在第一个查询中,您将连接两个表,并查找与您的条件相对应的任何行——没有。
In the second query, you are getting the rows from the first table the correspond to the email condition (there is one), and the number of rows that correspond to your second condition from the other table, there are 0 of those.
在第二个查询中,您将从第一个表中获取与电子邮件条件(有一个)对应的行,以及与另一个表中的第二个条件对应的行数,其中有0个。
#1
1
When converting a subquery to a LEFT JOIN, the correlated WHERE conditions in the subquery go to the ON clause of the join, not to the WHERE clause:
当将子查询转换为左连接时,子查询中的相关WHERE条件将转到连接的ON子句,而不是WHERE子句:
SELECT e.individual_ref, count(a.attr_Code_ref)
FROM email e
LEFT JOIN
attribute a
ON a.individual_ref = e.individual_Ref
AND a.attr_code_Ref = 4119
WHERE e.email_Address = 'example.email@adomain.net'
GROUP BY
e.individual_ref
#2
3
the following part causes the join to alter:
以下部分导致连接发生改变:
from email e left join attribute a on e.individual_Ref = a.individual_ref
where e.email_Address = 'example.email@adomain.net'
and a.attr_code_Ref = 4119
By placing a where clause on the a.attr_code you have turned the left join into an inner join e.g. where no attribute record exists, it returns null, which fails the where clause. (since a.attr_code_ref can't be 4119, there was no record.)
把where子句放在a上。attr_code您已经将左连接转换为内部连接,例如,如果不存在属性记录,则返回null,这将导致where子句失败。(因为一个。attr_code_ref不能是4119,没有记录)
You would need to allow a.attr_code_ref = 4199 or a.attr_code_ref is null
你需要允许a。attr_code_ref = 4199或a。attr_code_ref为空
#3
1
Change the first one in:
改变第一个:
select e.individual_ref, count(a.attr_Code_ref)

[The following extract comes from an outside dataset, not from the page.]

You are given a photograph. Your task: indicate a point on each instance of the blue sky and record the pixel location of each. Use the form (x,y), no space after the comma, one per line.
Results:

from email e left join attribute a on e.individual_Ref = a.individual_ref
where e.email_Address = 'example.email@adomain.net'
and (a.attr_code_Ref = 4119 or a.individual_ref is null)
group by e.individual_ref
and you get the same results
结果是一样的
#4
0
In the first query, you are joining the two tables and looking for any rows that correspond to both your conditions - there are none.
在第一个查询中,您将连接两个表,并查找与您的条件相对应的任何行——没有。
In the second query, you are getting the rows from the first table the correspond to the email condition (there is one), and the number of rows that correspond to your second condition from the other table, there are 0 of those.
在第二个查询中,您将从第一个表中获取与电子邮件条件(有一个)对应的行,以及与另一个表中的第二个条件对应的行数,其中有0个。